Drop the guilt-trip and own it
Nobody else, other than yourself, judges you for giving up or benching a career in order to put your family's priorities first. You didn't fail because you're holding a degree you're not using nor did you waste the last 10 years to just become a house wife/husband. What we did before moulds us into who we become today, and that will never change. We are our own harshest critics and those who do judge us don't know our story and therefore don't deserve our guilt either.
You can't have your cake and eat it too
Of course there are many couples who still have a career whilst raising beautiful and happy children… it is possible! Having a career does not mean unhappy family life and children, but it's only realistic to acknowledge that one can't flourish without impacting the other. The scales change from day to day as we balance our priorities where needed. It doesn't mean everything can't be great… it means we just can't always have it all.

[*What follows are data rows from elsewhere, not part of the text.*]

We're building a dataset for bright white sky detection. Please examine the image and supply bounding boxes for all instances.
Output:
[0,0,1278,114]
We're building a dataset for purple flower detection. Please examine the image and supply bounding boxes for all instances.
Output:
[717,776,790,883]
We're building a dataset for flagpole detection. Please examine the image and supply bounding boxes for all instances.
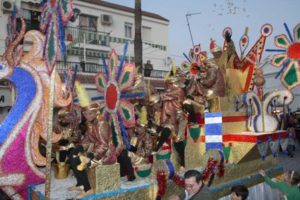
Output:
[45,67,56,200]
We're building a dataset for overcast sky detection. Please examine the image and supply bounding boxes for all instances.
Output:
[106,0,300,65]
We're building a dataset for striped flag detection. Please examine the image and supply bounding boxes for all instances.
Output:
[204,112,223,151]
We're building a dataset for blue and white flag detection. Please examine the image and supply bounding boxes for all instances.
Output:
[204,112,223,151]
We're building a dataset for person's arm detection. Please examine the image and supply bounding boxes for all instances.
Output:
[259,170,289,193]
[263,176,289,193]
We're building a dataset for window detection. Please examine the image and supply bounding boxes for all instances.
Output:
[17,8,41,31]
[79,15,97,32]
[125,22,132,38]
[142,26,151,42]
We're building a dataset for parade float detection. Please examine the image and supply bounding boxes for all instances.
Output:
[0,1,300,199]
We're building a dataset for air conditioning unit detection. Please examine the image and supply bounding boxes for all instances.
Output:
[101,15,112,25]
[1,0,14,12]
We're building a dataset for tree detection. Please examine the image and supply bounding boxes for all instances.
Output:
[134,0,143,73]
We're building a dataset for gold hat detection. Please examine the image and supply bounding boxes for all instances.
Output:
[75,81,99,112]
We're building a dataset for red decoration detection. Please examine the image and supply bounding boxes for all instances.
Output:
[288,43,300,60]
[172,174,184,187]
[202,158,218,181]
[105,83,118,110]
[156,171,167,197]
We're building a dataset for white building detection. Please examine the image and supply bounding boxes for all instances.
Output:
[0,0,169,104]
[0,0,169,72]
[264,64,300,111]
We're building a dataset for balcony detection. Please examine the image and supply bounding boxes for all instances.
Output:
[56,61,168,79]
[65,27,167,51]
[56,61,102,74]
[65,27,110,47]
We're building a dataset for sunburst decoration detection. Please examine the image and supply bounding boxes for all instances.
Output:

Let yourself feel the occasional resentment, just don't drown in it
There's nothing wrong in feeling that bit of bitterness from time to time. I sporadically have pangs of resentment when seeing single friends go out for a nice dinner or when my husband takes on an exciting challenge at work. I'm no longer the career girl with crazy hours who enjoys an after-work drink with friends without having to plan it a month in advance. Every day I rush home from work to jump into ‘mommy mode', but when I come home to my kid licking the window while the other one is laughing hysterically at her feet, I wouldn't want it any other way. I think we all look back at certain moments in our past with much fondness, but nostalgia doesn't mean we'd want to do it all over again. And of course, having kids does not mean you have to become a total shut-in, because that too, is a choice.
Sacrifice is a team effort
There is usually not one party sacrificing more than the other and the most important aspect is to be part of a team. Before making one of the biggest changes in my life, my husband and I chose to rank our jobs and make a conscious decision about which one to prioritize (future opportunities, financial input, location, etc.). We opted to follow his career while I put mine on hold, but the decision was made together. Where I have given up a lot for him, he has most certainly given up a lot for me as well. Certain situations might call for more flexibility from you, whereas other times will depend on the efforts from your partner. It's a quid pro quo game and keeping count will only build resentment and competition. Being part of a united front helps you battle the challenges together as each part counts…. no one needs to be the martyr.
For me, I know I won't exactly have the career I had before. Combining it with my new priorities and objectives as a mother, it's just not something I could sustain. However, I know I have more to offer still and this isn't the end of the road just yet …exciting adventures lie ahead. I'm taking on more challenges as my small children continue to grow and become more independent. In the meantime, I'm going to enjoy these little rugrats and the bearded lover who is the absolute cheese to my macaroni, and be grateful for all that I have.
I might not have it all, but it's more than I need, and for that I feel like the luckiest one.